Even wilder–these jaws continue to work even when the snake is dead! A freshly decapitated rattlesnake will try to attack objects–like human hands waved in front of it–for up to an hour after death. Why? Certain snakes (rattlesnakes, for instance) “see” with heat-sensing pit organs, located between the eyes and nose or around the mouth. Pit organs can detect heat even after a snake dies. Although cobras don’t have pit organs, Slowinski says he’s not taking any chances: “Dead or alive, we take a lot of caution with cobras.”
Charmed?
The mystical shimmy between snake charmer and cobra isn’t a dance at all. Snake charmers in countries like Myanmar, India, and Pakistan catch a healthy cobra (usually in rat holes) and keep it cool under a lid in a basket or clay pot. The “dance” begins when the charmer lifts the lid, letting bright light stream into the container.
Startled, the shy cobra rises through the opening to defend itself. The charmer teases the snake, waving the flute in front of it. The snake follows the motion, but not the music. Snakes can’t hear airborne sounds well, since they lack external ears. Is it dancing? Not really, but it sure is smooth. Watch out, J. Lo!
TRY THIS: Feel how a snake hears. Strike a tuning fork on a hard surface and press the fork’s stern to your chin. What happens? Snakes lack external ears, but sound waves travel through a snake’s jaw and vibrate bones in its inner ear.
[ILLUSTRATION OMITTED]
Cross-Curricular Connection
Geography: Research and report on Myanmar’s geological features. History: Research the snake myths and legends of several cultures.
Did You Know?
* Worldwide, venomous snakes kill an estimated 10,000 to 50,000 people a year. Of those deaths, fewer than five occur in the U.S.

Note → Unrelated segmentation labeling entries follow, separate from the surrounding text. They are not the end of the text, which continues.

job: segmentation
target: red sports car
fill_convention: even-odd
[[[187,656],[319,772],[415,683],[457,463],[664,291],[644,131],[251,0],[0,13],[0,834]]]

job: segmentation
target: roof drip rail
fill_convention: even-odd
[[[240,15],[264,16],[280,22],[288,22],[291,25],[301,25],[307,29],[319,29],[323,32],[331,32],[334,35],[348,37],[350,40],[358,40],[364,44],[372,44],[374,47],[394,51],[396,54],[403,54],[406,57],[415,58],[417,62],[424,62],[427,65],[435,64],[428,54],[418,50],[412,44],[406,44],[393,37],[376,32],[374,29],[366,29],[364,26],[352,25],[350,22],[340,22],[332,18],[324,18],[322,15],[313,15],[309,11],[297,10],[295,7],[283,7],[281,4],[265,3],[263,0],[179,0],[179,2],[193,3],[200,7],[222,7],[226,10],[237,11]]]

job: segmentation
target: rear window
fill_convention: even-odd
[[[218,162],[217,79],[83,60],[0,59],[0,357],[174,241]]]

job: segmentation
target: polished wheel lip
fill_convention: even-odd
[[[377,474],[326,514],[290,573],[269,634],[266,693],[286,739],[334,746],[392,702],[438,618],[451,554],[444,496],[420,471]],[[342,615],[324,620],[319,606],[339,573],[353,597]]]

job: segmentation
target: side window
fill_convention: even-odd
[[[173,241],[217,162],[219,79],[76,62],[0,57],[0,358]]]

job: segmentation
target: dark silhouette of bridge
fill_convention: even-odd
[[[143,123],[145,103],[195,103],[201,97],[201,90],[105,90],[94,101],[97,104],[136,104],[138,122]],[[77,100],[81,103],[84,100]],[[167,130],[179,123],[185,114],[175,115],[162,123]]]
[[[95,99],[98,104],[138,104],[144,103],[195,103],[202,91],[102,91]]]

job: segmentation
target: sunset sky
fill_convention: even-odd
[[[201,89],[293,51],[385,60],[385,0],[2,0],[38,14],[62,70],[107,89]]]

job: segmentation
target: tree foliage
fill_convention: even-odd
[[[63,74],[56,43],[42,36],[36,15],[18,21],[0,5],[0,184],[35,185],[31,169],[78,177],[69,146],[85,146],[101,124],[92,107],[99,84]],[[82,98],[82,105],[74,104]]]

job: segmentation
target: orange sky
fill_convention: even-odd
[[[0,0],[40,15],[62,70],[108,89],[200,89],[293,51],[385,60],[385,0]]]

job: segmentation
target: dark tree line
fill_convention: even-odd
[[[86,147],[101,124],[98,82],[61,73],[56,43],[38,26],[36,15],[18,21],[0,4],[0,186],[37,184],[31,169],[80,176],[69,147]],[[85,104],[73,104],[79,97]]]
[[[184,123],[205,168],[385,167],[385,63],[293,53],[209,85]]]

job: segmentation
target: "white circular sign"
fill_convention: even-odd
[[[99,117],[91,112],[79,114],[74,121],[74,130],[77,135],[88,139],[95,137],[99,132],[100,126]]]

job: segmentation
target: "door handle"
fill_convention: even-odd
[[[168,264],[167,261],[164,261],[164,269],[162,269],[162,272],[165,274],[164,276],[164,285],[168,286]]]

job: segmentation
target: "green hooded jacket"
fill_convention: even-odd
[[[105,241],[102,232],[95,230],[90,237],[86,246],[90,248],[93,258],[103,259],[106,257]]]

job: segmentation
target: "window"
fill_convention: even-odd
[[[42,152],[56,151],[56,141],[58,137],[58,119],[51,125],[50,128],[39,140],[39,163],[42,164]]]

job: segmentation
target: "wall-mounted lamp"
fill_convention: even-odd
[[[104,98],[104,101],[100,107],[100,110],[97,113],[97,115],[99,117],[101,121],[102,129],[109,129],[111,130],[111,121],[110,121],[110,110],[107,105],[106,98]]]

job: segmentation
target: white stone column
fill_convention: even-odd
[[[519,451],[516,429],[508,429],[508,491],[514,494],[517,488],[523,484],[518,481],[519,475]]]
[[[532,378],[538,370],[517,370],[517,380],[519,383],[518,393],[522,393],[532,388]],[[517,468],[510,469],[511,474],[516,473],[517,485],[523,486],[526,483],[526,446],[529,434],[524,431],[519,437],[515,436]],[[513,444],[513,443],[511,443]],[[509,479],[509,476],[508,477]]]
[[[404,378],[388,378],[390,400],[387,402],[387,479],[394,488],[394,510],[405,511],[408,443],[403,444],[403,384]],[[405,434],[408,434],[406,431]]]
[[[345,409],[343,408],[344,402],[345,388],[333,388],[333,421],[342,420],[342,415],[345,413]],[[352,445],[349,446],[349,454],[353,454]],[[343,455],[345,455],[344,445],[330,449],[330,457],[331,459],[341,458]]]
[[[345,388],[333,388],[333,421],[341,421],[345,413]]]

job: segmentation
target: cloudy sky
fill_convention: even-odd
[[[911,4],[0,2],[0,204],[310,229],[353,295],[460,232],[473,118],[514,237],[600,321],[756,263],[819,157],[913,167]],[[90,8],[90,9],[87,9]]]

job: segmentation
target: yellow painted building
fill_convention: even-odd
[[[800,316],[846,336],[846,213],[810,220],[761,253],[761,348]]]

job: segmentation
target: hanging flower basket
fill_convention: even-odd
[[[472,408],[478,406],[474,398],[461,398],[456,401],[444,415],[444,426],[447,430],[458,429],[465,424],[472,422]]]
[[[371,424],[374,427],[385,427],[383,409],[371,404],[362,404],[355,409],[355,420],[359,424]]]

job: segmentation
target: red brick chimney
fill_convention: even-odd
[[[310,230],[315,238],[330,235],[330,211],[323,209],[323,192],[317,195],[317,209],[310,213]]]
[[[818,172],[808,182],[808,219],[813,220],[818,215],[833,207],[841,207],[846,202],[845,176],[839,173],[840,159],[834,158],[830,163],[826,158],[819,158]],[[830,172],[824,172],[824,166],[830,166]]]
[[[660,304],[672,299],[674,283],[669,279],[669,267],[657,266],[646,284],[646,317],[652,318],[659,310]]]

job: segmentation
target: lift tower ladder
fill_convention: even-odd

* Snakes breathe with one lung: they have an elongated right lung, but the left one is a useless nub.
* The small-sealed taipan, an Australian elapid, has the most toxic venom of any snake. The most aggressive snake is Russell’s viper, which is prevalent in Myanmar.
National Science Education Standards
Grades 5-8: form and function * structure and function in living systems * diversity and adaptations of organisms
Grades 9-12: form and function * biological evolution * interdependence of organisms * behavior of organisms
Resources
Snakes by David Badger, Voyager Press, 1999
The Singapore Zoological Gardens Web site www.szgdocent.org/cc/c-main.htm
“Snake Struck,” by Joe Slowinski, San Francisco Examiner Magazine, June 11, 2000
CHECK FOR UNDERSTANDING
Deadly Snake Hunt
Directions: Write answers to these questions. Use complete sentences.
1. What is venom? How do cobras use it?
2. Why don’t cobras respond to music? How does a snake charmer make one “dance”?
ANSWERS
Answers should include these points:
1. Venom is poisonous saliva that cobras use to kill prey. Neurotoxins in cobra venom cause paralysis and suffocation.
2. Snakes lack external ears and can’t hear airborne sounds. To make a cobra “dance,” a snake charmer startles one with light, and then teases it to follow the motion of a waving flute.